Our team has since acted immediately to solve the issue and it is now fixed. Upon investigation, we have found out the issue was caused by a cache update on December 26, 2019, which was designed to improve camera streaming quality. This has only happened in extremely rare conditions. In this case, it happened during the integration between Mi Home Security Camera Basic 1080p and the Google Home Hub with a display screen under poor network conditions.
We have also found 1044 users were with such integrations and only a few with extremely poor network conditions might be affected. This issue will not happen if the camera is linked to the Xiaomi’s Mi Home app.

A Google representative responded to Dio-V’s complaint directly in the Reddit thread the day after it surfaced, asking for clarification via direct message. The following day, Rachel (Google employee and community manager for Google Home Products) explained:

Late night on January 1st, we were made aware of an issue where a Reddit user posted that their Nest Hub was able to access other people’s Xiaomi camera feeds. We’ve been working with Xiaomi and we’re comfortable that the issue was limited to their camera technology platform. While we worked on this issue with Xiaomi, we made the decision to disable all Xiaomi integrations on our devices. We understand this had a significant impact on users of Xiaomi devices but the security and privacy of our users is our priority and we felt this was the appropriate action.
We’re re-enabling Xiaomi device integrations for everything but camera streaming after necessary testing has been completed. We will not reinstate camera functionality for Xiaomi devices until we are confident that the issue has been fully resolved. We’ll keep you updated with information as more becomes available to share.

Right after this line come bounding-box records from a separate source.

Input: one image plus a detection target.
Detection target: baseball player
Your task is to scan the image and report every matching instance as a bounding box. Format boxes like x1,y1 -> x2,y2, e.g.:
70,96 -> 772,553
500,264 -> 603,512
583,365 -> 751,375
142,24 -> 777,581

Several Redditors were understandably concerned about the issue, however temporary it might have been, with some calling it “creepy”.
While both companies dealt with the problem as quickly and efficiently as they could, it highlights an ongoing issue with cloud-based IoT services, which are vulnerable to mistakes and technical glitches. We’ve seen cameras that send images to the wrong people before, and others with security bugs that make them potentially accessible via the Shodan search engine.
What can you do to protect yourself from vendor mistakes?
One drastic solution is to avoid relying on the cloud at all and set up your own system self-hosted home automation solution that you can configure not to send your data to third parties. The Self Hosted podcast has more information on that. It would mean running your own server (which could be a Raspberry Pi) and setting up a decent VPN for remote access.
It’s certainly not simple but it would make a fun personal project for the technically minded.

1 Comment

Setting up home server for self-hosting, of course, is the best in term of privacy and security (if properly setup). But this totally defected the idea of cloud accessible and IoT concept. They’re “consumer” products; not IT professional products. If asking for solution, not really though. It all depends on the manufacturers self- regulating. Just like we all depended on Microsoft/Apple on our own computer. Or our own smartphone depends on vendors and Google/Apple too.